Today's global threat environment is a multi-dimensional matrix connecting an incredible array of illicit actors and networks at critical nodes in space and time. The pipelines linking these threat actors and networks slice through borders, drain licit markets into illicit cesspools of wealth, and undercut the interests and security of our partners across the international community.
Consequently, illicit trade and the wide availability of illicit liquidity not only prevent fair and open markets from reaching their full economic potential and threaten state sovereignty, but the hard truth is that illicit trade also decays communities as kleptocrats, criminals, terrorists, and illicit networks dominate every facet of life in certain communities, and endangering the health and safety of our people and destroying our vital habitats and ecosystems:
• In addition to the corrupting and destabilizing harms of illicit drugs to societies every year based on the staggering tens of billions of dollars in its trade – regionalized drug epidemics, increased drug use, and high relapse rates impose enormous economic costs that further tax communities, including the costs of healthcare programs to treat drug abuse, lost productivity, support for law enforcement and the criminal justice system to counter violence and criminality, and costs to fund other social programs.

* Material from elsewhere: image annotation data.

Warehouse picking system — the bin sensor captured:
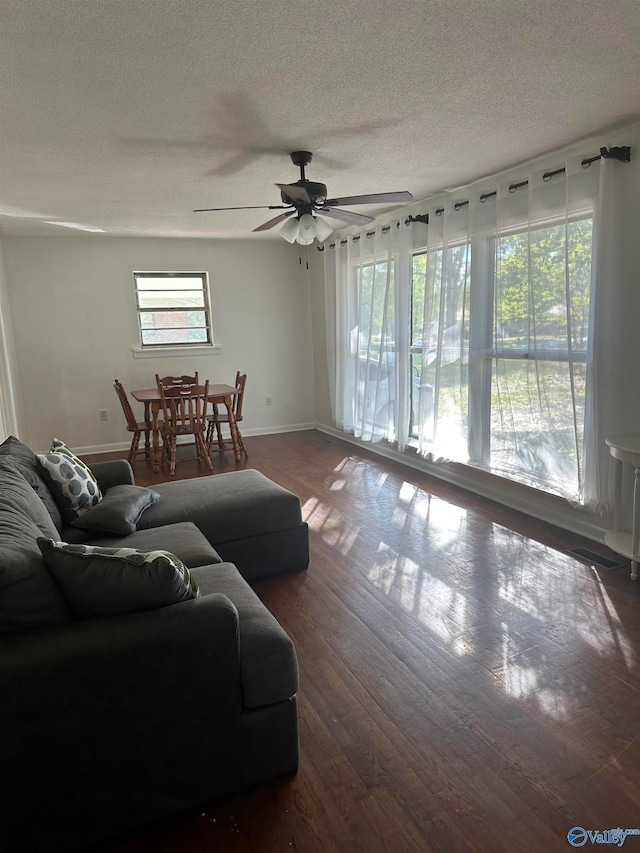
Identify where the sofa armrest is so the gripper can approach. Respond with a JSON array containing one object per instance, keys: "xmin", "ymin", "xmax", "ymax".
[
  {"xmin": 89, "ymin": 459, "xmax": 135, "ymax": 494},
  {"xmin": 0, "ymin": 594, "xmax": 242, "ymax": 850}
]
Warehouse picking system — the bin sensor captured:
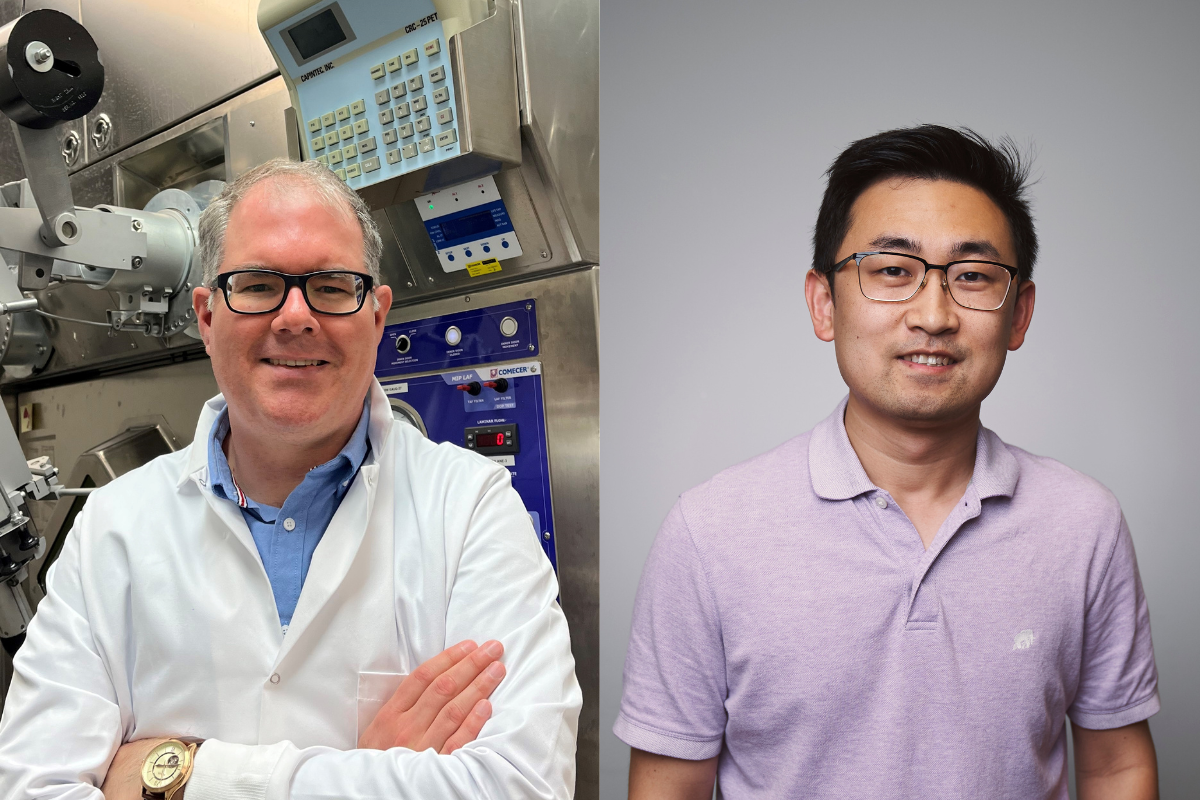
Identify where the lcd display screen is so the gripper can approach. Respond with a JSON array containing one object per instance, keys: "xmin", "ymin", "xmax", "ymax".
[
  {"xmin": 442, "ymin": 210, "xmax": 496, "ymax": 241},
  {"xmin": 287, "ymin": 8, "xmax": 348, "ymax": 61},
  {"xmin": 475, "ymin": 433, "xmax": 504, "ymax": 447}
]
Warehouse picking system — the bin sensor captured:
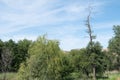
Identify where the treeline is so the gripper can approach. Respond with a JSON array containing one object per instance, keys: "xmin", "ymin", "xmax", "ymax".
[
  {"xmin": 0, "ymin": 39, "xmax": 32, "ymax": 72},
  {"xmin": 0, "ymin": 25, "xmax": 120, "ymax": 80}
]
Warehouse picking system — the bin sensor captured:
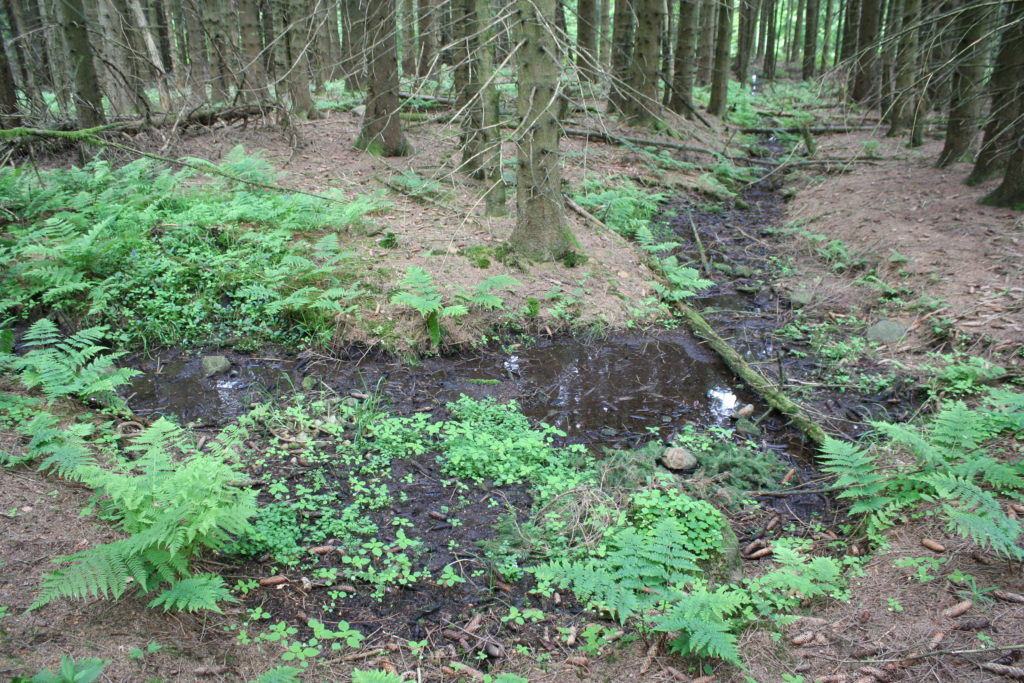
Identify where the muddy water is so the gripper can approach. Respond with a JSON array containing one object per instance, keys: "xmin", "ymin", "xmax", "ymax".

Of increasing concern is the alarming lower age for the initial onset of drug use (e.g., in many parts of the world, drug addicts as young as 4-8 years of age have been detected for the first time); the high purity of drugs such as Afghan heroin and a the impurities/toxic cutting agents in Latin American crack cocaine that are causing a public health crisis, especially among children;
• The high-profit, low-risk dumping of toxic waste by organized criminal groups contaminates food and water supplies, while illegal logging and deforestation exacerbate climate change concerns;
• The poaching and trafficking of endangered wildlife species for the production of traditional medicines and other uses destroy vital habitats and ecosystems and robs governments and citizens of their natural resources and national treasure;
• Counterfeit pharmaceuticals endanger public health, as well as the lives of individuals, by denying the sick effective treatment and allowing deadly diseases to mutate and become untreatable; and
• Trafficking in persons devastates communities and wastes the most precious resource of any community – its people – tearing families apart and violating individuals’ basic freedoms and dignity instead of investing in human capital through education and skills-development training to help emerging economies become the new markets of tomorrow.
As some have underscored, the illegal economy obeys no laws except the law of the strong, the corrupt, and the criminal; impunity, coercion, lawlessness, unrest and violence reign.
From an economic perspective, all of these illicit activities divert money from the balance sheets of legitimate businesses and put cash in the hands of criminals, who build larger and larger illicit networks. These networks threaten the stability of governments and the prosperity of our economies. National revenue and assets intended to finance the future are instead embezzled and stashed away for private gain, impairing the ability of communities and businesses to make the investments necessary to create resilient pathways for economic growth and give people hope for a brighter tomorrow.
Illicit trade and the illegal economy also undermine the social stability and socioeconomic welfare of our communities. Illicit enterprises not only divert opportunities from the legal economy, they also divert revenue threatening economic growth and development and preventing the equitable distribution of public goods. But this goes beyond just the economic harm. The illegal economy also incurs a significant negative social cost.
Consider how criminals undermine fair labor conditions through exploitation of persons in the illegal economy such as coca and heroin cultivation and in industries as varied as manufacturing counterfeits, agriculture, tourism, and elder hostels. Equally damaging is the environmental damage resulting from criminals’ penetration into illegal logging, wildlife trafficking, waste hauling, and fishing. Instead of producing wage earners for tomorrow’s markets and investments, the communities most at risk of exploitation by illicit networks are saddled with the negative externalities of the illicit economy.
The grim reality is that revenue that could be used to build roads to facilitate commerce, hospitals to save lives, homes to raise and protect families, or schools to educate our future leaders are lost to kleptocrats, criminals, and terrorists whose only interest in the future may be to destroy it.